By J B Phillips

When it comes to solid rugby forwards Ray (“Rocky”) Parr, one of the “Lion Tamers” at Spriggens Park in 1966, takes a power of beating.

The 89-year-old former Maori All Back who died last week, was a front row prop in the Wanganui-King Country combined side that upset the British Isles 12-6 54 years ago

Parr, born in Tokomaru in Horowhenua, was a sound boxer in his young days and hence the nick name of “Rocky” after world heavyweight champion Rocky Maciano.

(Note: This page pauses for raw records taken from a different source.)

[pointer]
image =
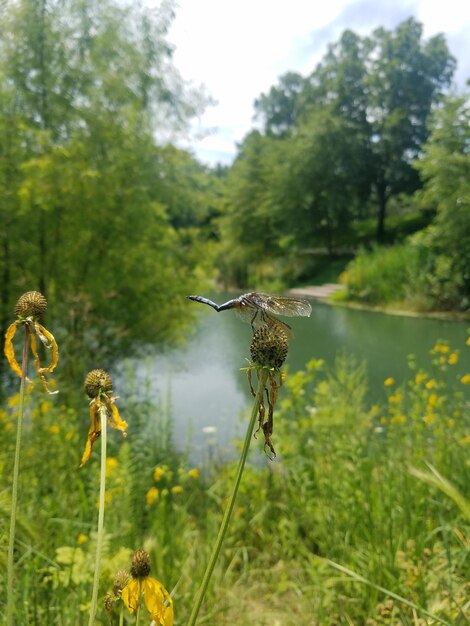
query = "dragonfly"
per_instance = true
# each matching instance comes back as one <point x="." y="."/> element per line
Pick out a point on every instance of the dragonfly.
<point x="261" y="308"/>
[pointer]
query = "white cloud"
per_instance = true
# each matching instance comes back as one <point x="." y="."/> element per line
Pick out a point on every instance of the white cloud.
<point x="239" y="48"/>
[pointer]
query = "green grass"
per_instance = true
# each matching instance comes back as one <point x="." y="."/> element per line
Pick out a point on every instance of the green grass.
<point x="363" y="506"/>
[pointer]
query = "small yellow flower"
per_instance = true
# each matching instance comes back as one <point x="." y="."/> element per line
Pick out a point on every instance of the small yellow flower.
<point x="29" y="309"/>
<point x="98" y="385"/>
<point x="432" y="400"/>
<point x="152" y="496"/>
<point x="13" y="400"/>
<point x="158" y="474"/>
<point x="420" y="377"/>
<point x="156" y="598"/>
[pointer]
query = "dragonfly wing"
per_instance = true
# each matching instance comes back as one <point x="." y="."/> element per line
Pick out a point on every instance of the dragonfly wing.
<point x="279" y="305"/>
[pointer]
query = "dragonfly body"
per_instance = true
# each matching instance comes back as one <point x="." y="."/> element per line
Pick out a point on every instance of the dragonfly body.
<point x="259" y="308"/>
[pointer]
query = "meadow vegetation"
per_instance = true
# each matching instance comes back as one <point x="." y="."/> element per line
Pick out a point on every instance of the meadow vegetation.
<point x="362" y="519"/>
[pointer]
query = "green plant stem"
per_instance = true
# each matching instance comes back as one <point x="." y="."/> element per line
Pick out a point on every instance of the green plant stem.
<point x="100" y="533"/>
<point x="231" y="503"/>
<point x="16" y="472"/>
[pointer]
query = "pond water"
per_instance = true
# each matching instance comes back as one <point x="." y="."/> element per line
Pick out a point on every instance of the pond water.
<point x="209" y="397"/>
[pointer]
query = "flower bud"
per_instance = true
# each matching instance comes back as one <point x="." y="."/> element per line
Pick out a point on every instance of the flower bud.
<point x="98" y="381"/>
<point x="140" y="566"/>
<point x="269" y="346"/>
<point x="31" y="304"/>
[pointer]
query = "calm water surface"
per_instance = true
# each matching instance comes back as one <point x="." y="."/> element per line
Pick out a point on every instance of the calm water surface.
<point x="209" y="396"/>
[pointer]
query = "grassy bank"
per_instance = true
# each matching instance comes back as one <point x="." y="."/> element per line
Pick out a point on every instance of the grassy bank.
<point x="362" y="519"/>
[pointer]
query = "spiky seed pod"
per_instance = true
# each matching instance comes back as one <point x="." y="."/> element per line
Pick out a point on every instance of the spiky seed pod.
<point x="31" y="304"/>
<point x="121" y="579"/>
<point x="140" y="566"/>
<point x="269" y="346"/>
<point x="98" y="381"/>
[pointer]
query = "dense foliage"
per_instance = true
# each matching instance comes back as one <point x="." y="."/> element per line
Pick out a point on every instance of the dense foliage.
<point x="97" y="212"/>
<point x="368" y="134"/>
<point x="381" y="490"/>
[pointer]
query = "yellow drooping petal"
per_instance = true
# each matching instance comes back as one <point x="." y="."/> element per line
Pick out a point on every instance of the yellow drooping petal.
<point x="93" y="433"/>
<point x="49" y="343"/>
<point x="40" y="370"/>
<point x="114" y="419"/>
<point x="10" y="351"/>
<point x="131" y="594"/>
<point x="158" y="601"/>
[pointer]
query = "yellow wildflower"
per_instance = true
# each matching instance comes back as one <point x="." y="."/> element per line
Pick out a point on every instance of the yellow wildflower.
<point x="156" y="598"/>
<point x="152" y="496"/>
<point x="29" y="309"/>
<point x="98" y="385"/>
<point x="158" y="474"/>
<point x="13" y="400"/>
<point x="432" y="400"/>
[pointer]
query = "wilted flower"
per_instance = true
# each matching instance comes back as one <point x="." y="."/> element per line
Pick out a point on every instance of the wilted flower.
<point x="98" y="385"/>
<point x="268" y="350"/>
<point x="156" y="598"/>
<point x="29" y="309"/>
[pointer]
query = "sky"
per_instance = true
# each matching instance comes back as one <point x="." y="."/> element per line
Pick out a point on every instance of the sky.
<point x="238" y="49"/>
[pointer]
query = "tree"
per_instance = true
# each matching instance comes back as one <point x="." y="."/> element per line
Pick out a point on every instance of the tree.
<point x="445" y="170"/>
<point x="87" y="217"/>
<point x="279" y="109"/>
<point x="385" y="86"/>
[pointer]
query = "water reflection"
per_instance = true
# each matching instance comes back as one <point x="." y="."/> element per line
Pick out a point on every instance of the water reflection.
<point x="208" y="390"/>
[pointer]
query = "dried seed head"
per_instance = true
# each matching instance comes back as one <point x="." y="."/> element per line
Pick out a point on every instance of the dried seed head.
<point x="31" y="304"/>
<point x="269" y="346"/>
<point x="98" y="381"/>
<point x="120" y="581"/>
<point x="140" y="566"/>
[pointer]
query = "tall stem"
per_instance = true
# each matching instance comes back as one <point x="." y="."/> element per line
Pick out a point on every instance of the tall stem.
<point x="231" y="503"/>
<point x="16" y="472"/>
<point x="100" y="533"/>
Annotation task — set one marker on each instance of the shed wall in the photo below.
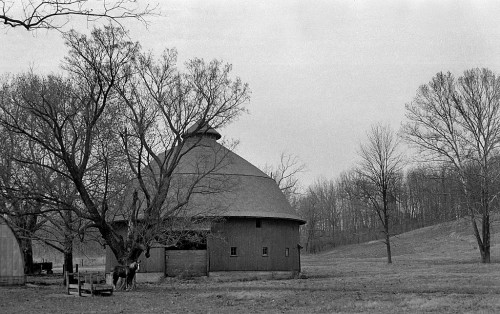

But it was rugby that Ray Parr was to make his sporting mark in and it was from his homes around Raetihi that the former forester, farmer and hotelier repped for King Country and later coached for Wanganui.

The Ruapehu sub-union had switched to King Country in 1920 and returned 50 years later in 1970 and thus Parr played his 60 odd rep matches in the maroon and gold colours between 1955 and 1966.

He made his provincial debut as a 25-year-old loose forward against South Auckland, which changed its name to Counties the same year (1955), and also in the Rams side for the first time that day was a promising teenager – Colin (“Pinetree”) Meads.

By coincident the other world famous Meads Brother, Stan, played his last game for King Country, against Taranaki in 1966, in the same match that was the swan song for Ray Parr’s rep career.

The Meads Brothers, of course, played key roles in helping the combined side upset the Lions before 17,000 delighted fans in Wanganui in what was rated as one of the biggest boil-overs in NZ rugby history.

For Parr, whose playing career was cut short when struck by a falling dead tree, a highlight was  that the Northern Wanganui area provided seven players to the team that toppled the Lions – the Waiouru trio of Jim Sowter, Jim Redward and Peter Johns, Ohakune winger Rangi Paki, Raetihi second five John McIlroy, Ohakune flanker Maurice Rush and himself in the front row.

The strong front three were all Maori All Blacks – Ray Parr, Howard Paiaka and hooker Bill Wordley

Four years after the great victory the Ruapehu clubs returned from King Country to the ranks of the Wanganui union.

It was fitting that Parr should play against the Lions because he had been a reserve for the 1956 and 1965 fixtures against the Springboks.

Parr, who converted from a loose forward to a front row prop, was also a handy goal kicker who use to travel by train from Ohakune to Te Kuiti or Taumarunui for rep trainings and matches.

Although restricted because if his injury in the bush Parr filled-in occasionally for Raetihi until the age of 45 and was also a top flight axeman,with Government House in Wellington as one of his notable clients for long-burning hot native firewood.

He also operated the Raetihi Hotel between 1984-1993 before moving to Wanganui East for “retirement” in 1993 eith his wife Iris.

Ray Parr, who had also been a quality cricket player in his youth, was elected a life member of the Ruapehu Rugby and Sports Club.

He enjoyed some success as a Wanganui rugby selector along with future  All Black coach JJ Steward and Ron McPhun in 1970-71 and with McPhun and Brian Murphy in 1972.

The 1970 reps lifted the Bruce Steel Cup for the first time (3-0 away v Manawatu) and drew with Taranaki 8-all on Queen;s Birthday and 14-all away v North Auckland.

There were also two draws in 1971 – 9-all v visiting Wellington and 11-all away v Marlborough – and a 12-3 Queen’s Birthday win over Taranaki.

In 1972 there was a rare 21-19 Anzac Day victory over Taranaki, a 6-4 home win v Wellington and a 15-14 success v NZ Services.

There was a huge attendance at the funeral of Ray Parr in Raetihi on Monday. He is survived by sons Larry, Les and Bruce.

Stan Meads, the 81-year-old former King Country rep and 30-cap All Black (1961-66), who played numerous provincial games with Ray, was one of the pall bearers as was Ruapehu’s long serving NZ Heartland captain Peter Rowe.

The Wanganui representation at the funeral also included union chairman Jeff Phillips and CEO Bridget Belsham.